コーヒールンバー!?

 近くのコンビニが改装したため、どんなものかと覗いてみたら、意外と変化がないので店内を見回していると、アイスクリームコーナーに気になる商品を発見!その名も「コーヒールンバー」なるトボけた商品名で、スティックタイプのアイスバーです。パッケージには何やら男女が夕焼けの前でルンバを踊っているような背景で、コーヒーとクッキーの混入されたアイスバーの写真が並んでいます。

 コーヒールンバとアイスバーをダジャレで繋げているものの、コーヒールンバはそもそも楽しげな曲ではないのです。過去のブログでも取り上げましたが、日本では、♪昔アラブの 偉いお坊さんが 恋を忘れた あわれな男に しびれるような 香りいっぱいの こはく色した 飲みものを 教えてあげました♪なんていう恋の曲なんですが、実は、ベネズエラのシンガー・ソングライター、ホセ・マンソ・ペローニ(Jose Manzo Perroni)が1958年に作詞・作曲した"Moliendo Café(コーヒーを挽きながら)"が原曲でして、歌の内容なまったく異なっています。

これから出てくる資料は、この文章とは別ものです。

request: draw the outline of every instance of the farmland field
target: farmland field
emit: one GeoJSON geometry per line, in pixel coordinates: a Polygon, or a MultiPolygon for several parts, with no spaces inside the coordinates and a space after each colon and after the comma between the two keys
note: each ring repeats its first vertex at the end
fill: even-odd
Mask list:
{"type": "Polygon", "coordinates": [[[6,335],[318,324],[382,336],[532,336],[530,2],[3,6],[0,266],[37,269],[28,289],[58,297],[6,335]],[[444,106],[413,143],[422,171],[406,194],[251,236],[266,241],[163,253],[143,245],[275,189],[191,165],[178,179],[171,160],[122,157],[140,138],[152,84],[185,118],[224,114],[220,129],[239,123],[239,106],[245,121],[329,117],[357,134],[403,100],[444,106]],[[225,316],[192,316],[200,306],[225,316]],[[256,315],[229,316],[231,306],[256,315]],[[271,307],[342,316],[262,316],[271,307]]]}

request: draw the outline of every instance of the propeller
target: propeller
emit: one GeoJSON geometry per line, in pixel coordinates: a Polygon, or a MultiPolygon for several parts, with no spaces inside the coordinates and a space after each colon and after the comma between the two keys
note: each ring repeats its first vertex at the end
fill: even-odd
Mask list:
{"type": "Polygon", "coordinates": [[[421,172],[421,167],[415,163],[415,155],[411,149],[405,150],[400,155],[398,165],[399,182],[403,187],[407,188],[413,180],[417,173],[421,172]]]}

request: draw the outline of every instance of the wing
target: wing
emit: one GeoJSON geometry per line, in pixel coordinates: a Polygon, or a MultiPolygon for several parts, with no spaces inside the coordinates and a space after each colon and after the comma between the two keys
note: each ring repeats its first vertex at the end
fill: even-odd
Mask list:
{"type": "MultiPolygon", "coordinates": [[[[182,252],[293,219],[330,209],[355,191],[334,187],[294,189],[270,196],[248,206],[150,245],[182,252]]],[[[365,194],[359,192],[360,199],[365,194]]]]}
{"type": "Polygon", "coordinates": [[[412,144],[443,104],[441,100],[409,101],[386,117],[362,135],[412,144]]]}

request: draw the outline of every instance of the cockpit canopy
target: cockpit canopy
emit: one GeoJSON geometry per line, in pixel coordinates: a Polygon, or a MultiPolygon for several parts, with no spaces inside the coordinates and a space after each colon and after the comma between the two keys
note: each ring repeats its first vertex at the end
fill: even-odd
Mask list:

 本来のコーヒールンバの歌詞を調べてみると、♪夕方 日が傾くと また暗闇がやって来る。あるのはコーヒー農園の静けさだ。いつものように また その歌が聞こえる。それは コーヒーの古い挽き臼の悲しい恋の歌である。それは 夜の休息のなかで うめき声を聞いているようだ。ある恋の苦しみを ある恋の悲しみを。サンボのマヌエルは心に抱く。彼の悲嘆のなかで とどまることなく夜はふけていく。コーヒーを挽きながら。♪ サンボ(zambo)とは、南米のスペイン語圏・ポルトガル語圏で、奴隷としてアフリカから連れてこられた黒人と現地のインディオもしくはムラ-トとの混血のこと。ムラ-トは、白人と黒人の混血を指しています。

 原曲にはアラブの偉いお坊さんではなく、人種差別を受けながらコーヒー農園で働く若者が登場し、暗闇の中で、うめき声のような押し殺した声で悲しい恋の歌を歌うのです。けっして、「コーヒールンバー」のように甘くなく、口の中で溶けるような淡い恋心でもない、悲しい物語が根底にあることを誰も知らないまま、Good price(グッドプライス)というキャッチフレーズにつられて手を伸ばすんだろ~な。

 ちなみに、「あたり付き」に期待しましたが、見事にハズレました。